Despite the fact that Kobe Beef (as well as Kobe Meat and Kobe Cattle) are patented terms and/or trademarks in Japan, these are neither recognized nor protected by U.S. law. As far as regulators here are concerned, Kobe beef, unlike say Champagne or Florida Orange Juice, means nothing.
Google Kobe beef online and you’ll find plenty of places that would love to sell you some fake Kobe. Sorry to single you guys out – but for the sake of an example the Prawn Corporation of America has Kobe listed on it’s site. From Japan. $99 a pound.
“Kobe beef is a quality luxury food from Japan. Kobe beef is a special grade of beef from (Wagyu) cattle raised in Kobe, Japan. These cattle are massaged with sake and are fed a daily diet that includes large amounts of beer. This produces meat that is extraordinarily tender, finely marbled, and full-flavored.”
While that statement is entirely true – the beef they ship you can’t and won’t be Kobe beef. So fake Kobe beef or $99 a pound. Because you didn’t know any better. Nice. I asked for some clarification from the company and was hung up on. Nice.
Seattle, LA, New York, Boston, Vegas – almost any decent sized city will have dozens of restaurants who’d love to serve you some “Kobe beef.” Even the New York Times perpetuates this falsehood in its restaurant reviews, I read the paper every Sunday and I wince when I think that the Times employs someone who doesn’t know or care about the difference. So pervasive is this misnomer that the CT Department of Agriculture is ecstatic to point out they have Kobe and Wagyū beef producers in their state. No you don’t.
So there’s really only one reason beef is called Kobe beef in this country. Money. Sadly it’s because US regulators allow producers call ANYTHING Kobe beef. I could buy burgers from McDonald’s, repackage them as Kobe-style beef, and sell them at $20 a pop. Nothing illegal or improper as far as the government is concerned. The reason you and I want to buy it is because the cattle industry in Kobe spent eons building a reputation of peerless quality. Unfortunately it’s a reputation that’s being stolen by US producers. And restaurants. And supermarkets.

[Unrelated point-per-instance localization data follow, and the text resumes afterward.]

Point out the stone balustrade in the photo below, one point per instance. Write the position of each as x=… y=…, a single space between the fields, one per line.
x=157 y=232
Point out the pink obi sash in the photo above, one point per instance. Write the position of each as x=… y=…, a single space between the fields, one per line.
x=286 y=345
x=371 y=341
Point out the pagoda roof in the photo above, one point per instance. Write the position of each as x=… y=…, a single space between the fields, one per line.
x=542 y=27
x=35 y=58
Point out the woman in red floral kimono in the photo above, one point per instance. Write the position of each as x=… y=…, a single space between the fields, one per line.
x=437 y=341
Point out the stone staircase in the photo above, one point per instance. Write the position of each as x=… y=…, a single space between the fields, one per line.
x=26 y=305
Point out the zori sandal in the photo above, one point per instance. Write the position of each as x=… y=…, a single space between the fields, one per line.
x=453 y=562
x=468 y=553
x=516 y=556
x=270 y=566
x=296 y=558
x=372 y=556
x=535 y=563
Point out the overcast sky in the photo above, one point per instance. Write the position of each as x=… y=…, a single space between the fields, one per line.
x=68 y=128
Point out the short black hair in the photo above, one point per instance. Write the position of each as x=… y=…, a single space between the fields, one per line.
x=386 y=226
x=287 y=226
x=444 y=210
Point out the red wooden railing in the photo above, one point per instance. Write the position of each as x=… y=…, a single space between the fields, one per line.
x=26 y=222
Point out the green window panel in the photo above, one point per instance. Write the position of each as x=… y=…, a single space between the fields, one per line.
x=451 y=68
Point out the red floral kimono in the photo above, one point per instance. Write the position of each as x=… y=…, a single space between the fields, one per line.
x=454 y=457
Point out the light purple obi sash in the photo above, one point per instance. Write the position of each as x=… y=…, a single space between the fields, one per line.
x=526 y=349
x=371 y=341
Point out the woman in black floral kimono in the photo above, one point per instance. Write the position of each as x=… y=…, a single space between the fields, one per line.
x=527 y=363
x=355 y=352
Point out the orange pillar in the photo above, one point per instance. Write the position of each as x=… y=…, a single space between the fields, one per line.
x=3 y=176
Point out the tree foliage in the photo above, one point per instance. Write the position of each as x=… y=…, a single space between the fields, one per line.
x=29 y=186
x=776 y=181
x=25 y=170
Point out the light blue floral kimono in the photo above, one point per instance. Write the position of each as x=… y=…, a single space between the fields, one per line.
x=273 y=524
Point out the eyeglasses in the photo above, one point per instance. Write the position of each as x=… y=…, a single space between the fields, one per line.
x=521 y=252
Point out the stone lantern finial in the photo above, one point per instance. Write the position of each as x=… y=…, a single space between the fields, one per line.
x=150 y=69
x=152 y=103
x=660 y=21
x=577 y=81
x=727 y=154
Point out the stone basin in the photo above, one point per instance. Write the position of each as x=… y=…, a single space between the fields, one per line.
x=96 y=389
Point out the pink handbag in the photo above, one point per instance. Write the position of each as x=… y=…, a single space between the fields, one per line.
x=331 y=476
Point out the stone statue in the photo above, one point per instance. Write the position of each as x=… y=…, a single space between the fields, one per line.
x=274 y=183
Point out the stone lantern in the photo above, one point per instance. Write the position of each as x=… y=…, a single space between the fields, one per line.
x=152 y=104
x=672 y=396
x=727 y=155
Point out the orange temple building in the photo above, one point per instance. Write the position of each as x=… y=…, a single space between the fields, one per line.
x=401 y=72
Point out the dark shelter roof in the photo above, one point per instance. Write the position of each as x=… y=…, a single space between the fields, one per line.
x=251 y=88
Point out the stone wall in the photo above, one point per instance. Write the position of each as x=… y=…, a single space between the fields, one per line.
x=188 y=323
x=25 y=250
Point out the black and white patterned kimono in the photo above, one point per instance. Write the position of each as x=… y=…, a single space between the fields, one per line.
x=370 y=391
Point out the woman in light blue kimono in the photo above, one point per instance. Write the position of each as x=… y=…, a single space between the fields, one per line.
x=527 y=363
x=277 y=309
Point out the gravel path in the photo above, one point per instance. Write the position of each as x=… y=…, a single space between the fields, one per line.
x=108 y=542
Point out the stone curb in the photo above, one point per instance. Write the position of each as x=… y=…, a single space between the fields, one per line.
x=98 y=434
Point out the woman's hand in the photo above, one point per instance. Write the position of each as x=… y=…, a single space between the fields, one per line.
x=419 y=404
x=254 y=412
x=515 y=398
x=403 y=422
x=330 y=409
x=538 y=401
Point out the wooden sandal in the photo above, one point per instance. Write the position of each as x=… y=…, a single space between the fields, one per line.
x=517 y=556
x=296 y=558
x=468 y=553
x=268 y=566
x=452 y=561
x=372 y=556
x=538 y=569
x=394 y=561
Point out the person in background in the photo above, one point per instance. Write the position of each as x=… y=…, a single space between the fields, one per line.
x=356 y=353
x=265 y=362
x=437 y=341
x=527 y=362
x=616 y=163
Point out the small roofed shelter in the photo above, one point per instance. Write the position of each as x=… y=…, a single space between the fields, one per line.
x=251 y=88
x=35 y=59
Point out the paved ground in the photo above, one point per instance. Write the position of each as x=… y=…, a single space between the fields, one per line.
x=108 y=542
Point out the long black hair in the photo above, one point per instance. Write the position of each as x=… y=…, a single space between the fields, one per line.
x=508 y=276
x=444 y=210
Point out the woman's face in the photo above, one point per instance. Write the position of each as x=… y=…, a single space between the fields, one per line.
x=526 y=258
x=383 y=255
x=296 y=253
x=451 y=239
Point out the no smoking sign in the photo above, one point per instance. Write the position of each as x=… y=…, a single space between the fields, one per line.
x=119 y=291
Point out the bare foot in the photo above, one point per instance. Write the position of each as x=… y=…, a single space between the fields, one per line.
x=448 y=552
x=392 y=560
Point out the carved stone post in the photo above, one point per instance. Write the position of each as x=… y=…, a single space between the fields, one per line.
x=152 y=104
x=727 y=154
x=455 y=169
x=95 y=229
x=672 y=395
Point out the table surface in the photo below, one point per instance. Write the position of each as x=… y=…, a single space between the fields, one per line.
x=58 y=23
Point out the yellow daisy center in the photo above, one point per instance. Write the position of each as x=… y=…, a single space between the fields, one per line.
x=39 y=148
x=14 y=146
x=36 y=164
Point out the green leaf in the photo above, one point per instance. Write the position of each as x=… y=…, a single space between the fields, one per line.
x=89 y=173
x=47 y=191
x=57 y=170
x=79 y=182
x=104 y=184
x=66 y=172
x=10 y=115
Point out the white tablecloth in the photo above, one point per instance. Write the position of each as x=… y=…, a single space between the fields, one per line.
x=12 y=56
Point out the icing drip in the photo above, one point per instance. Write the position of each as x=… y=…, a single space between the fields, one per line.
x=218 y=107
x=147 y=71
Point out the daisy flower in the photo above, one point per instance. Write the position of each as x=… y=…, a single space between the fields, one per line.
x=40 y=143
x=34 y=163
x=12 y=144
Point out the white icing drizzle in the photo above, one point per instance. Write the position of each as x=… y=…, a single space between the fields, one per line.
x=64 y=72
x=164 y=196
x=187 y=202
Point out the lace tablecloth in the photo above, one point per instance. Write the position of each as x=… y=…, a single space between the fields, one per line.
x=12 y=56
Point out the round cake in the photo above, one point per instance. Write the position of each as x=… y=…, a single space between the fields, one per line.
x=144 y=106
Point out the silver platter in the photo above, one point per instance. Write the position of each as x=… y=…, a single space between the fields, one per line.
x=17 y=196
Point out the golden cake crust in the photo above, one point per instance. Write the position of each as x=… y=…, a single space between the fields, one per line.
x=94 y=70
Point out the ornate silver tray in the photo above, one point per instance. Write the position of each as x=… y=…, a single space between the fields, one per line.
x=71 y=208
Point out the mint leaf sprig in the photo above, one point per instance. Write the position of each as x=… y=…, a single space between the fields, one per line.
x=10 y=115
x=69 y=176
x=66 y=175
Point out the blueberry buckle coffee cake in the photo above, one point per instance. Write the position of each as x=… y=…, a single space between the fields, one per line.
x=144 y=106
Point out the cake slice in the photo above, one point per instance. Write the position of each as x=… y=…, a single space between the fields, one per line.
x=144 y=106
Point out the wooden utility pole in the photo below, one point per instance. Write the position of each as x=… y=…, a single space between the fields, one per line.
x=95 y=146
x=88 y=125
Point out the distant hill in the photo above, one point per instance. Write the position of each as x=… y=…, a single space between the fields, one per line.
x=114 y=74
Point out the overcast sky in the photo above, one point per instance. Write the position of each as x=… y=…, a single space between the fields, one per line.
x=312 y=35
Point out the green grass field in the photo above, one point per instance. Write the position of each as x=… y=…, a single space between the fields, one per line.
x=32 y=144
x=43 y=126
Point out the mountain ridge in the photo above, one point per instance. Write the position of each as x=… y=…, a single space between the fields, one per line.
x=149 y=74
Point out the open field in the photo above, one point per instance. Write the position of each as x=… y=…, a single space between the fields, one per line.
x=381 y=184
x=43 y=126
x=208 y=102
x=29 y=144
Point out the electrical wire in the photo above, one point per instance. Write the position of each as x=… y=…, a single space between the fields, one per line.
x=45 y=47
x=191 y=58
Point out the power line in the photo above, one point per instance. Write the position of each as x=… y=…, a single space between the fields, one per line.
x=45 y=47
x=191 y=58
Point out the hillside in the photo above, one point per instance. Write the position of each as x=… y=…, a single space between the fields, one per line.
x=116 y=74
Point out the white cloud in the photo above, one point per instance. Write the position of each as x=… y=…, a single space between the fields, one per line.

That leaves you and I in a funny place. I’d walk away from anything I see labelled as Kobe beef. Simple as that. If they’re willing to lie right to your face, who knows what else the producer is “fudging.” What about Kobe-style of Wagyū beef? That doesn’t mean anything either. Wagyū translates literally to Japanese cow, so American Wagyū means American Japanese beef. American producers of fake Kobe talk about the fact that Kobe really just means a style of raising cattle. That’s a lie. A blatant one too. Even if they had the exact blood lines and followed all the standards. It’s not Kobe beef. You could transport a whole damn farm to the United States and as soon as it left Japan – it ceases to be Kobe. Just like Champagne can’t be Champagne if it’s not grown, produced, and bottled in the Champagne region of France.
I bought my “Kobe” Beef Tiradito as a bit of an experiment. I wasn’t paying, I was curious what the wait staff would say when pressed about its origins, and it was still a tasty dish, no doubt. Was it $45 tasty? No. Was it Kobe beef? No. I have no idea what kind of meat was used, where it came from, or how it was raised. If I’m looking for a nice cut of meat I’ll pay for something that’s certified grass-fed, hormone free, and antibiotic free. I’ll even do a little research into the farm to see what their story is. I’ll pay a premium for something I can verify but if it’s my own money leaving my wallet, I won’t buy anything labelled Kobe. Period.